JM Blanquer retient quelques propositions des Etats généraux du numérique
Si les Etats généraux du numérique avaient été imaginés et construits pour être un événement phare de la communication institutionnelle, on peut dire que c’est raté. L’aggravation de la situation sanitaire, les mouvements dans les lycées et collèges, l’insécurité ambiante ont fortement réduit l’attractivité de l’événement où on n’a d’ailleurs pas croisé d’enseignants. Les Etats généraux ont produit une quarantaine de propositions et le ministre a annoncé en retenir quelques unes.

Des idées qui n’ont jamais marché

Les 40 propositions des Etats généraux du numérique sont pour la plupart sans surprise tant elles avaient été préparées par des rapports parlementaires ou tant elles sont des marronniers de l’éducation nationale.

Commençons par la proposition la plus sympathique : la création d’un "compte ressources et services numériques pour chaque enseignant". L’idée, venue d’Angleterre, c’est de créer un marché du numérique éducatif en donnant aux enseignants utilisateurs des moyens pour consommer ces produits. Ca semble efficace et intéressant pour les enseignants. Mais cela a déjà été testé en 2010 par Luc Chatel et son Dgesco de l’époque. Et les crédits alloués n’ont jamais été dépensés par les enseignants destinataires de la mesure. Cela malgré les réels besoins numériques des enseignants. C’est que le compte ressource se situe dans une institution qui a ses règles et sa structure hiérarchique. En fait les moyens donnés n’arrivent jamais à l’utilisateur final. La proposition inclut cette contradiction dans sa rédaction. Il y est question de ressources directement pour le professeur et en même temps de laisser des instances choisir...

Autre proposition ancienne : garantir un socle numérique minimal pour les écoles. Il y a en effet de très forts écarts entre les communes. Cela serait possible si l’Etat prenait la dépense à sa charge. Mais il ne peut ordonner la dépense aux collectivités locales qui, si elles payent, doivent avoir le droit de choisir.

Autre vieille lune : la plate forme regroupant toutes les ressources éducatives. Cela a été promis et réalisé plusieurs fois mais cela échoue toujours car les éditeurs ont intérêt à controler l’accès à leurs ressources et le fonctionnement bureaucratique d’une telle plateforme ne va pas avec la culture de l’édition.

Une idée neuve

Une idée réellement neuve pourrait être retenue pendant ce confinement. Celle du Pass connexion : un accord avec les opérateurs internet permettrait de ne pas prélever sur le forfait des élèves défavorisés la connexion et le téléchargement sur des sites éducatifs. Cela a été testé durant le dernier confinement dans plusieurs départements et cela peut réduire la fracture numérique.

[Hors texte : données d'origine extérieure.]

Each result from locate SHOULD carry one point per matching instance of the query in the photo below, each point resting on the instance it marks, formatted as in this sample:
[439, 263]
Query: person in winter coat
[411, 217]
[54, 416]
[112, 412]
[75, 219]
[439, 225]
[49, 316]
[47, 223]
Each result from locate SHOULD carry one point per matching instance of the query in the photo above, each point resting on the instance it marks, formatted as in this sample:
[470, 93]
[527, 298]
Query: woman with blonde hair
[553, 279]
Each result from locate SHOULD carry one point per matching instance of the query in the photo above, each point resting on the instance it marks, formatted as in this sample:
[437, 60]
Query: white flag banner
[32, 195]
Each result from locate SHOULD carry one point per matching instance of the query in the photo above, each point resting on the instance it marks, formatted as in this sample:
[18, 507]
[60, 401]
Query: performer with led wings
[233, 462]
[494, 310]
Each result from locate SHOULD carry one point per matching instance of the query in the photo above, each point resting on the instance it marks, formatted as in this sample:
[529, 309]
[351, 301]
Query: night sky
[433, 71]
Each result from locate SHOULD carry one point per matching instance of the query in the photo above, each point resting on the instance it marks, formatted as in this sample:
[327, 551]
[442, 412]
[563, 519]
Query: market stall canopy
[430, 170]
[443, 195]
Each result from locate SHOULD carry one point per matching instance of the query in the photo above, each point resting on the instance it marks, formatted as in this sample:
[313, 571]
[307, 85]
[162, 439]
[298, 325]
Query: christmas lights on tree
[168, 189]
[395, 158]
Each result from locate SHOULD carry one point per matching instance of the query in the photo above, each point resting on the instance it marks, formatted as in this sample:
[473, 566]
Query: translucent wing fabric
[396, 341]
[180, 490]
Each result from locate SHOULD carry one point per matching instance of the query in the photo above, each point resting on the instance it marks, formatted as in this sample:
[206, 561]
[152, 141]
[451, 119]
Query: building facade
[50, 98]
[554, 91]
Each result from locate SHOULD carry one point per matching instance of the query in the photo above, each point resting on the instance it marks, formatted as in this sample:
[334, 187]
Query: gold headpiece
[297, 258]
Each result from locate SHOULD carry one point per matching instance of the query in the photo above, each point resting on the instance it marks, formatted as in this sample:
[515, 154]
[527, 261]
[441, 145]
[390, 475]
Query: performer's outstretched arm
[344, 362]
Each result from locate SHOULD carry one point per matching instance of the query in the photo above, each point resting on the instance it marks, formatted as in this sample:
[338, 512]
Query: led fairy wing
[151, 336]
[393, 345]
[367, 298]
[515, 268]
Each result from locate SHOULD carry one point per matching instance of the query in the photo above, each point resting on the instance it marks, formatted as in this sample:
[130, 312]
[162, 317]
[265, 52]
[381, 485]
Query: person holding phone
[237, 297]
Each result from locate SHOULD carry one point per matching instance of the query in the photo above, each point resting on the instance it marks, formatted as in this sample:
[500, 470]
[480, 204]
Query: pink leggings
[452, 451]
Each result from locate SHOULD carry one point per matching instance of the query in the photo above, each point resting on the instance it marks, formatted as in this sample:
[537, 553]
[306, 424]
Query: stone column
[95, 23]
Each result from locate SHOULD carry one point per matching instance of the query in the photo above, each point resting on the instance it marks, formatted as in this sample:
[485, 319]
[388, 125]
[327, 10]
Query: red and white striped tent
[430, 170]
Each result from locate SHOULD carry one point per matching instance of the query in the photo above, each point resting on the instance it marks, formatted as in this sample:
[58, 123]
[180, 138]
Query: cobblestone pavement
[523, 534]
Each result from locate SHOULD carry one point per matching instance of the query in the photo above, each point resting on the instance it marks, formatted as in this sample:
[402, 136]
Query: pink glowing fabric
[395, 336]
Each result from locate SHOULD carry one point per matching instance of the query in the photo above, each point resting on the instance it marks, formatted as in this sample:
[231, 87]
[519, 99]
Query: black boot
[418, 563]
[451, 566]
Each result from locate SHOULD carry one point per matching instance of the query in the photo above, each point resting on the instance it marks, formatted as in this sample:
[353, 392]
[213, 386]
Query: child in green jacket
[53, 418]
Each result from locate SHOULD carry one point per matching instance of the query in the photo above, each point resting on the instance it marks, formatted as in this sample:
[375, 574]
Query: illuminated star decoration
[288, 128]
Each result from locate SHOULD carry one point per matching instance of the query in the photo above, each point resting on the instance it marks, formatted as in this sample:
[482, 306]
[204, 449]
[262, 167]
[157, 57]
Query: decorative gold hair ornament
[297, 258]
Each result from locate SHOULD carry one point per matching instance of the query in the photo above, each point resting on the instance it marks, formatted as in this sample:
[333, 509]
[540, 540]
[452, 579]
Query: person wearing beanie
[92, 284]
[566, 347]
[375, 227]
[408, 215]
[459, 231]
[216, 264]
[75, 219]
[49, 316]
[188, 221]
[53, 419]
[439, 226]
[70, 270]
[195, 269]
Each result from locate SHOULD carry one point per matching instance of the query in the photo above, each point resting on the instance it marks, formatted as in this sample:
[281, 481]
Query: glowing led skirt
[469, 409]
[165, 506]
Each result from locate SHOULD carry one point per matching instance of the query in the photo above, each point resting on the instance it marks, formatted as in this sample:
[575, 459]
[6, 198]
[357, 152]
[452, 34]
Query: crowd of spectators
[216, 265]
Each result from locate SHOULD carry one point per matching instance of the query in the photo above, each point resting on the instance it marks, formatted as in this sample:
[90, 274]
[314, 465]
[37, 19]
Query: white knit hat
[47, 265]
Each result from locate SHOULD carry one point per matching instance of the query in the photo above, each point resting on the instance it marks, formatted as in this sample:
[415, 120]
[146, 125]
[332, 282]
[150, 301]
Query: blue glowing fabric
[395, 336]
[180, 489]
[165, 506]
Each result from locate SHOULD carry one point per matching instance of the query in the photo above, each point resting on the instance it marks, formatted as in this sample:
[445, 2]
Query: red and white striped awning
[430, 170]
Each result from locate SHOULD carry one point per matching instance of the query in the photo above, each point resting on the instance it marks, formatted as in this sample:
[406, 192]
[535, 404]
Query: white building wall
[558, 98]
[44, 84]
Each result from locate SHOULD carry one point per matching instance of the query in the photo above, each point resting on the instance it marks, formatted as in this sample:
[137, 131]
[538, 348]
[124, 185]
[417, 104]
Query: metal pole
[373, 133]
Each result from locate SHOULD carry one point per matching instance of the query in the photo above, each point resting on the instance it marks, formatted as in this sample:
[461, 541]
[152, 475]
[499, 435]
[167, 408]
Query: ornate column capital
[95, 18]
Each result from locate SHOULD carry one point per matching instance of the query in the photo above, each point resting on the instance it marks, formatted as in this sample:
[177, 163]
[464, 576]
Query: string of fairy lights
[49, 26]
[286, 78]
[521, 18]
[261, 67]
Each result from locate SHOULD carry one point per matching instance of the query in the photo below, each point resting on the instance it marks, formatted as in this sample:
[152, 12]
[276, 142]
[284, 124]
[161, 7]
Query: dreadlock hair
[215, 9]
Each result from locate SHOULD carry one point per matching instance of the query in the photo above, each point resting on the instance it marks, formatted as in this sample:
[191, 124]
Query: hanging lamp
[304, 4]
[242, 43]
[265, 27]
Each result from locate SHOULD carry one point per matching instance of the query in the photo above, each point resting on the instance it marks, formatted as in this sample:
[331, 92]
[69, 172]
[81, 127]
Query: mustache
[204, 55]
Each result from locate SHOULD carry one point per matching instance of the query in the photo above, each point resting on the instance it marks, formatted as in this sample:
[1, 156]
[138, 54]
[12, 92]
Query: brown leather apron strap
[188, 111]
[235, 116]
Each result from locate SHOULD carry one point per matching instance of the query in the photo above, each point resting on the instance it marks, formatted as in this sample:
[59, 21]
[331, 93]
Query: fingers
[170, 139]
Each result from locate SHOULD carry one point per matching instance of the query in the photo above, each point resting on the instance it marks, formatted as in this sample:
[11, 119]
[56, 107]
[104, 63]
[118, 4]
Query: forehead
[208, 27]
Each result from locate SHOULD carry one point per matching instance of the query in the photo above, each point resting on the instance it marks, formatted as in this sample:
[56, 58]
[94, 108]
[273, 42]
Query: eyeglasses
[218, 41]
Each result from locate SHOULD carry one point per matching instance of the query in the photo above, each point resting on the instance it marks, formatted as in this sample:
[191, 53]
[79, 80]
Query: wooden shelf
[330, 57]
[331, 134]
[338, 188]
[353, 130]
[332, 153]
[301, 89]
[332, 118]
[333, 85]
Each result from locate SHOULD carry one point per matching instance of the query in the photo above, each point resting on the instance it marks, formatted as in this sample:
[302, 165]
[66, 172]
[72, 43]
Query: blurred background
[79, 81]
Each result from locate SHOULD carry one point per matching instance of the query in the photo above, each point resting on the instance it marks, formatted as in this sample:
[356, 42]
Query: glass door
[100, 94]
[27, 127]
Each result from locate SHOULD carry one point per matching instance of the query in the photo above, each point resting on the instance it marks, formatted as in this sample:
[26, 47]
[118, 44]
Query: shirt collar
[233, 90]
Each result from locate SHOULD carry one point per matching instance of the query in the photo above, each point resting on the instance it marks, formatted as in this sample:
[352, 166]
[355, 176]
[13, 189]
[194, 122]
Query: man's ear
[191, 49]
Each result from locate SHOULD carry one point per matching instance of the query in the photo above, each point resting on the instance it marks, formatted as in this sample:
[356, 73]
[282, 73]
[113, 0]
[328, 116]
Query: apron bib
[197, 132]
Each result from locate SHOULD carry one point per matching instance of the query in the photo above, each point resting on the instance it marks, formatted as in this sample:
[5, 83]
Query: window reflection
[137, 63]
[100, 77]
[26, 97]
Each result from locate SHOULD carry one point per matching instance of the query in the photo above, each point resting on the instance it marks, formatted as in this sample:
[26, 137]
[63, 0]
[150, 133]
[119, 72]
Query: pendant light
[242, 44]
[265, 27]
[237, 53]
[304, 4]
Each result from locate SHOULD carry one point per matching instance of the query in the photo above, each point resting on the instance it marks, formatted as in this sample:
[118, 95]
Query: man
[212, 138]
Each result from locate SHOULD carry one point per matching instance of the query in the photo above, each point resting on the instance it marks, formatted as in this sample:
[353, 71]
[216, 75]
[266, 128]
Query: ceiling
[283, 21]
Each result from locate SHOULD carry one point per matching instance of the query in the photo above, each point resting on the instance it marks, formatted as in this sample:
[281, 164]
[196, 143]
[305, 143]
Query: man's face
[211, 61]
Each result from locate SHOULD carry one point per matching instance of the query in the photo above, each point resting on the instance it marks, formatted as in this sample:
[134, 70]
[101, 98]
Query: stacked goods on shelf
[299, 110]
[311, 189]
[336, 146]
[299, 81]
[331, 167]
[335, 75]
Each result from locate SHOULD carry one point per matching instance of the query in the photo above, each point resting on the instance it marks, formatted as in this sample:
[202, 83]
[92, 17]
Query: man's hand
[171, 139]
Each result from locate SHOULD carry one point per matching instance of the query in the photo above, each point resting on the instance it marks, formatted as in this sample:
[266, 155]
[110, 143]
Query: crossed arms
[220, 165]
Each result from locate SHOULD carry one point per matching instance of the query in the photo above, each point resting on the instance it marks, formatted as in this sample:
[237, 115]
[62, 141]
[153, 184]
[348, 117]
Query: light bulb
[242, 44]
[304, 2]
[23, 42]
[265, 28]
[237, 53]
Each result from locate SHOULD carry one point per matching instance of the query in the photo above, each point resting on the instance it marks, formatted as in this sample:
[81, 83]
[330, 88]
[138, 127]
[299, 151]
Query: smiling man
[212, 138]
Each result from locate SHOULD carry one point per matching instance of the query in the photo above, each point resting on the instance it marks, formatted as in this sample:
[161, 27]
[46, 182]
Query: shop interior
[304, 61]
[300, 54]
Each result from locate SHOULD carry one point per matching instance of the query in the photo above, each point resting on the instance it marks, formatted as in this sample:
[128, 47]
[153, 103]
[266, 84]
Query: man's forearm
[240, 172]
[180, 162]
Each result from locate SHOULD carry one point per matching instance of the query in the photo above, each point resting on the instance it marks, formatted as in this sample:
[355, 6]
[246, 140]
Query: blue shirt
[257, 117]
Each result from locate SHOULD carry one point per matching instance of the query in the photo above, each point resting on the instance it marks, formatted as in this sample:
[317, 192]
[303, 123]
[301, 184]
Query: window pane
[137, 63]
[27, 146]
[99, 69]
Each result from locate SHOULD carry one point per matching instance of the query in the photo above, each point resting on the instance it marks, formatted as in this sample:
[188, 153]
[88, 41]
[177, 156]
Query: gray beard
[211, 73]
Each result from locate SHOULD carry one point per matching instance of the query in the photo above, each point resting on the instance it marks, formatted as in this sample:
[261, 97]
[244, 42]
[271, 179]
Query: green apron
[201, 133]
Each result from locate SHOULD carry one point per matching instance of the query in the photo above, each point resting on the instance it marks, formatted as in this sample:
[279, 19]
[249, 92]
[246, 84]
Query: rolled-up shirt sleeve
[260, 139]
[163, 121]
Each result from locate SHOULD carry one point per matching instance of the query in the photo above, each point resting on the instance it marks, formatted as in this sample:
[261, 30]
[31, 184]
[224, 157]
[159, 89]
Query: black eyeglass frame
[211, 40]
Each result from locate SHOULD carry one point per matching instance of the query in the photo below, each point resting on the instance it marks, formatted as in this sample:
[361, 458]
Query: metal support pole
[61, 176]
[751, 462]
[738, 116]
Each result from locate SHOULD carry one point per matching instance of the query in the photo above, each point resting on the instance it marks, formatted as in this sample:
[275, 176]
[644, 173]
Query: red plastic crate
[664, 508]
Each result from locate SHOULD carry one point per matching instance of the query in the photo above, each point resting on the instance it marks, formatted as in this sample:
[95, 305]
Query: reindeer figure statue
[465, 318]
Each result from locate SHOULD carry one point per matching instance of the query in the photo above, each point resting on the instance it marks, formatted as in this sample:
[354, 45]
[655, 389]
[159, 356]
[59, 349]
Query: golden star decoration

Un Data Hub pour les données scolaires

En cloturant les Etats généraux, JM Blanquer a marque sa volonté de co-construire avec les collectivités locales une dynamique à l’image de ce qui se passe dans les "Territoires éducatifs numériques". Lancés il y a peu dans deux départements, ces territoires réunissent des ressources de l’Etat et des collectivités pour équiper les établissements, les professeurs débutants et des élèves défavorisés.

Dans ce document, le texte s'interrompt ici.